Have you heard the story of Romeo and the gorilla? Christopher Gable was the dancer on whom Kenneth MacMillan created the role of Romeo for the Royal Ballet in 1965. MacMillan planned a harrowing final scene; the distraught hero, he said, should attempt desperately to revive Juliet, but when his efforts failed, she becomes no more than a piece of meat as his hopes fade. Gable was reminded of a gorilla in London Zoo, whose baby had just died. She refused to give the body up to the keepers, but instead dragged it around with her, bumping it over the floor and into the walls. This image of numbed connection became Gable's touchstone for his own performance.

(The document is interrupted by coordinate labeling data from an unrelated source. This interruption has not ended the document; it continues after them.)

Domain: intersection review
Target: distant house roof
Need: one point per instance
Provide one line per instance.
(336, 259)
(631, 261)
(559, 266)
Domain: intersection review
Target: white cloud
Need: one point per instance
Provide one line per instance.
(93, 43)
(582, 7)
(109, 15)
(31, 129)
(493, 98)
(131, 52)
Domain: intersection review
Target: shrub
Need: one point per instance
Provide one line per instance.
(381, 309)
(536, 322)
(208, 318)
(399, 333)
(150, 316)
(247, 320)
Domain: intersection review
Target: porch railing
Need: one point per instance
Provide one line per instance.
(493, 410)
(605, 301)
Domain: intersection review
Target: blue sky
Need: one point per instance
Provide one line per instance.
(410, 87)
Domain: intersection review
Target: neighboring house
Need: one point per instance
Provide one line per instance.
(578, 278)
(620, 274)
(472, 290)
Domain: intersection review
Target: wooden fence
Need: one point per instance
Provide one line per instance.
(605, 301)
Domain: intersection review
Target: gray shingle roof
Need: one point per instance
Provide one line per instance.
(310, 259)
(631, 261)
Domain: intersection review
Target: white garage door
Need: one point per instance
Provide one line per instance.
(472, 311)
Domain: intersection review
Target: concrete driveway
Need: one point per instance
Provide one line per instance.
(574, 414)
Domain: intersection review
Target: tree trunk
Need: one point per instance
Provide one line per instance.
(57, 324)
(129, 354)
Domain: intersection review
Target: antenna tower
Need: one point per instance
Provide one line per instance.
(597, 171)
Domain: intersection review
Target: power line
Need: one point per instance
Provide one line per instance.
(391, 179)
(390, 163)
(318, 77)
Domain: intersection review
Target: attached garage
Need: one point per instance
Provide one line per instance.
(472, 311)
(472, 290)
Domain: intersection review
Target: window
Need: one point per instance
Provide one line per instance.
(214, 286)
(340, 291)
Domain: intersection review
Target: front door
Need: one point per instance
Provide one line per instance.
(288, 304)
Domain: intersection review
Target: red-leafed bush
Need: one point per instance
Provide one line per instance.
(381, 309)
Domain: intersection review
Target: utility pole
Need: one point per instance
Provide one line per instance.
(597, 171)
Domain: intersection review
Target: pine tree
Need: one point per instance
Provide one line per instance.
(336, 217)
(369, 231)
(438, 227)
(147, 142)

It's hard to imagine many similar acts of naturalistic creativity taking place in ballet. I thought of this last week, when preparing a pre-performance event for the BBC Philharmonic. They performed (with scalding energy, under conductor Yutaka Sado) a selection from Prokofiev's score for Romeo and Juliet (1935), having previously played Tchaikovsky's luxurious score for The Sleeping Beauty (1890). We discussed how Russian ballet had developed between these two landmark works, and part of the answer was in the dramatic demands.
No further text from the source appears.